[英]Airflow tasks in a loop based on dag_run conf value
I am trying to create multiple airflow tasks based on dag_run conf input.我正在尝试根据 dag_run conf 输入创建多个气流任务。 The conf would have an array of values and the each value needs to spawn a task.
conf 将有一个值数组,每个值都需要生成一个任务。 The task in turn needs to pass the value to its callable func.
任务又需要将值传递给它的可调用函数。 Something like this:
像这样:
#create this task in a loop
task = PythonOperator(task_id="fetch_data", python_callable=fetch_data(value from array), retries=10)

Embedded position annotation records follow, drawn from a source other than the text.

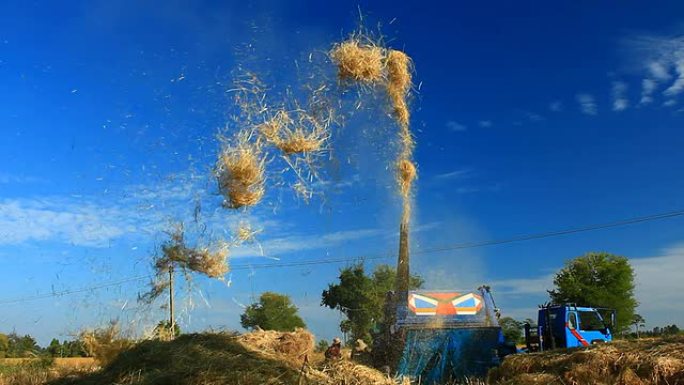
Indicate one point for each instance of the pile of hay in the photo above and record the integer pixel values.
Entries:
(240, 174)
(226, 358)
(358, 61)
(296, 346)
(641, 362)
(349, 373)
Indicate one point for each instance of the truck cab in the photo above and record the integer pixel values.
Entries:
(569, 326)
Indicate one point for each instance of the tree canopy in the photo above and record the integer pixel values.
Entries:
(361, 298)
(598, 280)
(273, 312)
(512, 330)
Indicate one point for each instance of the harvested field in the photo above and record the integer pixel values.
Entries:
(642, 362)
(262, 357)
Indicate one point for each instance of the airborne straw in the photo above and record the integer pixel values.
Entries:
(240, 173)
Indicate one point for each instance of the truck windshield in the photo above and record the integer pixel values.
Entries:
(590, 320)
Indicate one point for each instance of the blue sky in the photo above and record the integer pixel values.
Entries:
(528, 117)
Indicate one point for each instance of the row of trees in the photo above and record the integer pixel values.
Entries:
(15, 346)
(594, 279)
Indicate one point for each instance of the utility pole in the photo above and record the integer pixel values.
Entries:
(172, 320)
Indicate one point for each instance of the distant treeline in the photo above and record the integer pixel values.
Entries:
(15, 346)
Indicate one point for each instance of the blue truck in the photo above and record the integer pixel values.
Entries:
(442, 336)
(569, 326)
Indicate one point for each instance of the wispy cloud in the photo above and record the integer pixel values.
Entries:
(455, 126)
(275, 247)
(648, 87)
(660, 60)
(620, 102)
(456, 174)
(556, 106)
(81, 224)
(18, 179)
(587, 104)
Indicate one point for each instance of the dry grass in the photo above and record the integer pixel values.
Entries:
(104, 344)
(302, 140)
(212, 264)
(294, 346)
(41, 371)
(399, 84)
(643, 362)
(254, 359)
(358, 61)
(272, 128)
(406, 171)
(240, 173)
(176, 254)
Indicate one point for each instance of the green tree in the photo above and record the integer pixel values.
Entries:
(322, 346)
(512, 330)
(598, 280)
(273, 312)
(361, 298)
(639, 322)
(4, 345)
(163, 330)
(55, 349)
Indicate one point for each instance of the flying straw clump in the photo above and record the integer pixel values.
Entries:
(272, 128)
(211, 264)
(356, 61)
(240, 173)
(303, 139)
(407, 174)
(399, 83)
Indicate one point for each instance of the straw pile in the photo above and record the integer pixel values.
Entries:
(349, 373)
(357, 61)
(295, 346)
(240, 174)
(641, 362)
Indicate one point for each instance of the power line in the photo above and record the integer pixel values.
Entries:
(458, 246)
(75, 291)
(471, 245)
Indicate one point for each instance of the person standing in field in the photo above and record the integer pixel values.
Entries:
(334, 352)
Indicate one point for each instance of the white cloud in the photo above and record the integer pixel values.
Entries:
(659, 286)
(276, 247)
(587, 104)
(658, 71)
(620, 102)
(455, 126)
(656, 56)
(556, 106)
(456, 174)
(17, 179)
(678, 86)
(82, 224)
(648, 87)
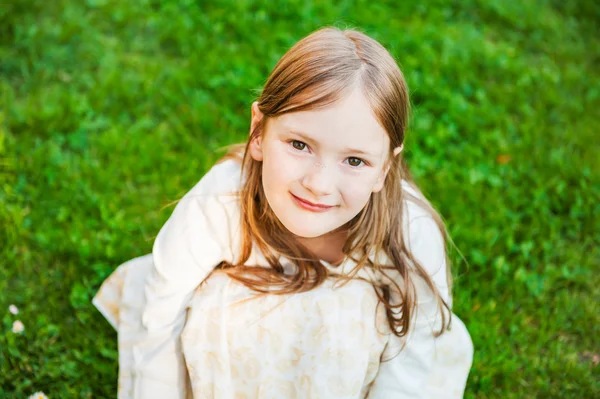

Conf would have a value like: Conf 的值如下:
{"fruits":["apple","kiwi","orange"]}
I think this can be accessed with:我认为这可以通过以下方式访问:
kwargs['dag_run'].conf('fruits')
How do I access this value outside an operator and then create operators in a loop?如何在运算符外部访问此值,然后在循环中创建运算符?
You can wrap your PythonOperator instantiation in a for loop that consumes the list of values.您可以将 PythonOperator 实例化包装在使用值列表的 for 循环中。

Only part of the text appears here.